J.R. Hay

Looking to sharpen my poor programing skills, I decided to take on an afternoon side project. Scouring through the various forums I came across a math problem which I thought was and interesting and within the reach of my skills – the Knights Tour. The premise is simple, take a Knight at any of the four corners of the chess board and move such that you land on every space once without repetition. For my weapon of choice I chose MATLAB, primarily because it the one which I have the most comfort and the one I will be working with during my summer internship and in future research.

The solution I landed on works by taking all the potential moves and then looking at their potential moves, second order potential moves if you will. Potential moves being moves that abide by the rules of the Knight, abide by the boundary conditions (don’t exit the board), and have not already been made.

The knight moves moves in the combinatorics of [+/-2,+/-1]. So if we set up a grid in which the checkerboard exists on a 8*8 coordinate system (0-7*0-7 because I like to start indexing at 0.) then we can compute these possible moves by adding the permutations to the current position. Next we can cull based off of the remaining two rules, boundary conditions, and moves already made. Now we have a list of possible moves… but which one do we choose?

We run the whole thing again creating branches for each possible move. We note how many possible moves each branch has and choose the branch with the lowest possible moves, this is our best move. [Note if there are multiple best moves I randomly chose from them, this happens frequently during the first few moves and decreases as the board fills.]
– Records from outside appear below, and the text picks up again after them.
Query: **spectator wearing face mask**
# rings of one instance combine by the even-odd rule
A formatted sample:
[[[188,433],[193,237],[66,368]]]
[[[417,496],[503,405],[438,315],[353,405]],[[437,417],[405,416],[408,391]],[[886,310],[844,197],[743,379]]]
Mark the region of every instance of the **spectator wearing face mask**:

This entire solution is based in graph theory, where all of our points are connected in a web like graph. Our goal is to hit every point on this graph once and only once a path known as a Eulerian Trail.

Here is my finished circuit, the orange squares are previous moves and the red square is the knight, since I only look toward the second order of possible moves it does not always make a Eulerian Trail.

All in all it was a fun project to sink an afternoon into and not to hard if you would like to go after it yourself.